- The paper introduces DM4CT, a benchmark for evaluating diffusion-based CT reconstruction methods against traditional and supervised models.
- It demonstrates that diffusion approaches recover sharper details under noise and sparsity, though with risks of hallucinated structures.
- It highlights the critical balance between data consistency and prior enforcement, offering insights into practical deployment and computational trade-offs.
DM4CT: A Systematic Benchmark for Diffusion Models in CT Reconstruction
Overview and Motivation
Recent advances in diffusion models have established them as state-of-the-art priors for solving a variety of inverse problems.
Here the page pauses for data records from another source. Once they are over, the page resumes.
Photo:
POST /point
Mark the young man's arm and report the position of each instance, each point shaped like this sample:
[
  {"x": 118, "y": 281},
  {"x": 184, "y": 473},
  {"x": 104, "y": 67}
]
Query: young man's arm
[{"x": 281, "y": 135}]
However, their application to computed tomography (CT) reconstruction presents significant practical challenges due to the complex, ill-posed nature of the problem and the prevalence of domain-specific distortions, such as correlated noise, ring artifacts, and system-related value range misalignments. DM4CT provides a comprehensive benchmark framework to systematically evaluate ten representative diffusion-based reconstruction algorithms alongside established classical, model-based, unsupervised, and supervised methods across medical, industrial, and real-world synchrotron CT datasets. The benchmark is designed to interrogate both the numerical performance of these models and their robustness with respect to noise, sparsity, and artifacts.
Figure 1: Overview of the DM4CT benchmark including reconstruction pipeline, datasets, simulation configurations, and evaluation metrics.
Benchmark Datasets, Protocols, and Model Taxonomy
The DM4CT suite incorporates two simulated datasets targeting medical and industrial use-cases and a high-resolution, real-world synchrotron scan, especially relevant for bridging the gap between synthetic and physically acquired data. For the simulated datasets, a five-fold protocol varies the number of projections, noise severity, and presence of artifacts. The real-world dataset leverages parallel-beam geometry to focus on structurally realistic, high-resolution regimes, minimizing geometric confounders and maximizing cross-method reproducibility.
All diffusion-based reconstruction methods share common pixel-space or latent-space UNet/VQ-VAE backbones to isolate the effect of reconstruction strategy from prior/encoder architecture, and a unified taxonomy is introduced organizing methods by how they enforce data consistency (gradient steering, optimization steps, plug-and-play, pseudoinverse, variational Bayesian), supporting rigorous ablation across approaches.
Empirical Evaluation and Key Findings
Numerical and Visual Comparison
Across a wide range of noise and sparsity levels, diffusion-based methods consistently outperform traditional filtered back-projection (FBP) and model-based iterative reconstruction (MBIR) baselines in PSNR/SSIM, and are competitive—but not dominant—when compared to strong supervised models such as SwinIR. The best-performing supervised methods produce smoother reconstructions with higher image quality metrics, but diffusion techniques tend to recover sharper features typically lost in supervised regression, at the cost of occasional hallucinated structures. Notably, no single diffusion subclass (pixel, latent, plug-and-play, etc.) dominates across all domains and contexts.
Figure 2: Visual comparison of diffusion-based and established methods across medical, industrial, and synchrotron datasets, illustrating PSNR/SSIM and local detail recovery.
Data Consistency, Prior Contribution, and Null Space Analysis
The balance between prior enforcement and measurement consistency proves critical and is governed by explicit parameters (e.g., data consistency gradient step size η). Excessive enforcement (large η) causes convergence to degenerate, noise-dominated solutions, while insufficient enforcement results in strong hallucination due to over-reliance on prior.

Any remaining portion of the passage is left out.